Larry Page, Google’s chief executive, said during an earnings call in October that Google was “seeing a huge positive revenue impact from mobile, which has grown 2.5 times in the last 12 months to a run rate of over $2.5bn.”
But while some people interpreted that to indicate Android revenue, it overlooked Google’s deal with Apple, in place since the introduction of the iPhone in 2007, through which it provides maps and the default search engine for its iPhone, iPad and iPod Touch products, which run Apple’s iOS software. Apple’s chief executive Tim Cook said the company has sold 315m iOS devices, though nearly half of those have been sold in the past year.
Oracle rejected Google’s offer, saying the proposed damages were too low.
The lawsuit began after Oracle bought Sun Microsystems for $7.3bn in 2010 and with it the rights to the Java programming language and its patents. Oracle has complained that Android in effect copies functions of Java without a valid licence.
Oracle, a business software maker with $36bn in annual revenue, has said it is seeking hundreds of millions in damages – though it was forced to water down its earlier damages claims after pre-trial examinations led to a number of claimed patents on Java being invalidated.
Google, which relies on its dominance of search and advertising for most of its $38bn in annual revenue, believes that even if it loses the case, it won’t have to pay more than a few million dollars.
A joint statement filed this week provided the latest reminder of the friction between the two companies.
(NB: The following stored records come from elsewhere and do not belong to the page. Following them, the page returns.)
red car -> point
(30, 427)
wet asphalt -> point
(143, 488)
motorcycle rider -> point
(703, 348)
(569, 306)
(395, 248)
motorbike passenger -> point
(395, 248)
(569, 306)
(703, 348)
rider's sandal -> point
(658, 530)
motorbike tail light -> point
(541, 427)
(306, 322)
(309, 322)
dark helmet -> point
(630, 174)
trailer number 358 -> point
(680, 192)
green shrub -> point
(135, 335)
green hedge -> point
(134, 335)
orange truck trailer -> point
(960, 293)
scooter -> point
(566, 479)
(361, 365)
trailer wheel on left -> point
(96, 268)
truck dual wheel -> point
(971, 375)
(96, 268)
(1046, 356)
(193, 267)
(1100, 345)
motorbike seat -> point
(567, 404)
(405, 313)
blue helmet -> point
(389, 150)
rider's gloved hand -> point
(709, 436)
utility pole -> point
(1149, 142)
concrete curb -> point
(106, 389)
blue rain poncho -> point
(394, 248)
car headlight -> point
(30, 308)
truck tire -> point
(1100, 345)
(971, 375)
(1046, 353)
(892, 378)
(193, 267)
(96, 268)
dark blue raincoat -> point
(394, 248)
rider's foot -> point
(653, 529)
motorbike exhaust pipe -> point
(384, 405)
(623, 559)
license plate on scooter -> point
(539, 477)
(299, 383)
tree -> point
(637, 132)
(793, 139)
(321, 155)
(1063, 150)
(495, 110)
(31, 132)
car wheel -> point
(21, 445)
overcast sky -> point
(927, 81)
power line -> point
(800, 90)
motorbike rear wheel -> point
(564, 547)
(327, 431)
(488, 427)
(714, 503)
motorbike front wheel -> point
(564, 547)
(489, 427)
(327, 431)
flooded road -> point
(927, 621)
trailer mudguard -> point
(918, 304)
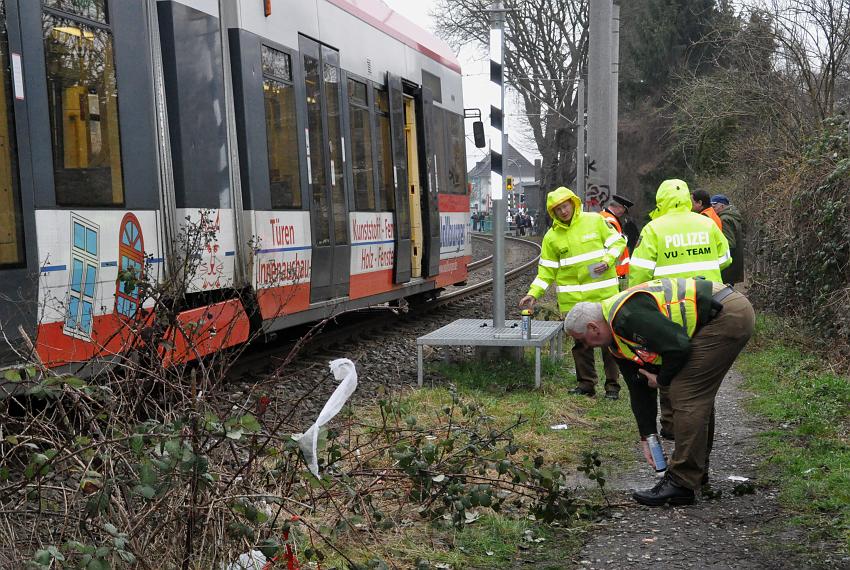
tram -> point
(321, 143)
In the papers, Google argued that the trial could be shortened from its scheduled eight weeks and sought to appear before a US district judge instead of a jury. Oracle doesn’t believe the trial schedule should be revised, nor is it willing to waive its right to a jury trial. Juries typically award larger damages and are seen as more likely to find in favour of the plaintiff in patent and copyright trials.
Google had not responded to a request for comment as this story was being prepared for publication.